Eddie Moten

Profile
- Position: Cornerback

Personal information
- Born: August 30, 1981 (age 44) Dallas, Texas, U.S.
- Height: 5 ft 10 in (1.78 m)
- Weight: 185 lb (84 kg)

Career information
- High school: Lancaster (Lancaster, Texas)
- College: Texas A&M–Kingsville
- NFL draft: 2004: undrafted

Career history
- Rio Grande Valley Dorados (2004); Philadelphia Soul (2005–2008); California Redwoods (2009)*; Dallas Vigilantes (2010); San Jose SaberCats (2011); Orlando Predators (2012); New Orleans VooDoo (2013–2014); Orlando Predators (2014); Las Vegas Outlaws (2015); Portland Steel (2016)*;
- * Offseason and/or practice squad member only

Awards and highlights
- ArenaBowl champion (2008); 2× First-team All-Arena (2006, 2007); Second-team All-Arena (2008); First-team All-af2 (2004); First-team Division II All-American (2003); 2× First-team All-LSC (2002–2003); LSC Defensive Back of the Year (2003);

Career Arena League statistics
- Tackles: 663
- Interceptions: 56
- Pass breakups: 129
- Touchdowns: 9
- Stats at ArenaFan.com

= Eddie Moten =

American football player (born 1981)

Eddie Moten (born August 30, 1981) is an American former professional football cornerback. He was signed by the Rio Grande Valley Dorados as a street free agent in 2004. He played college football at Texas A&M–Kingsville.

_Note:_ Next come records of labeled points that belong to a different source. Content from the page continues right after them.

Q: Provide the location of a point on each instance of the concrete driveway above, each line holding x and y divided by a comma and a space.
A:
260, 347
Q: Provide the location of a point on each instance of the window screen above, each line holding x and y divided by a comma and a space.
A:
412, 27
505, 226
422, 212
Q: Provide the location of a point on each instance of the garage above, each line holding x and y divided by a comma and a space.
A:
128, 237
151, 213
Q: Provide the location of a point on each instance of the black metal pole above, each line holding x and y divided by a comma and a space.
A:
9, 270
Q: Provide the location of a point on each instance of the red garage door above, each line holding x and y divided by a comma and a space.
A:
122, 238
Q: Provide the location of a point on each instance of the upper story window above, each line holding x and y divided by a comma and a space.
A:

Moten has also played for the Philadelphia Soul and California Redwoods. He was featured on the football reality show 4th and Long in 2009.

==Professional career==

===Rio Grande Valley Dorados===
Moten signed with the Rio Grande Valley Dorados of af2 in 2004, recording 47.5 tackles, two forced fumbles, 10 interceptions and 18 pass-breakups on his way to first-team All-af2 honors.

===Philadelphia Soul===
Moten was a member of the Philadelphia Soul of the Arena Football League from 2005 to 2008. In 2008, Moten helped the Soul win ArenaBowl XXII. He received All-Arena honors his final three seasons in the AFL, earning first-team selections in 2006 and 2007 as well as second-team honors in 2008.

===4th and Long===
Moten was a member of former Dallas Cowboys wide receiver Michael Irvin's reality show 4th and Long. The winner of the show was giving the opportunity of participating in the Cowboys training camp to earn a spot on the team. Moten was the first one cut in the season finale after he had the worst stats in the game that was played.

===California Redwoods===
On August 18, 2009, it was announced that Moten had signed with the California Redwoods of the United Football League. He was released before the season began.

===Dallas Vigilantes===
Moten signed with the Dallas Vigilantes on January 8, 2010.

===Portland Steel===
Moten signed with the Portland Steel on February 12, 2016.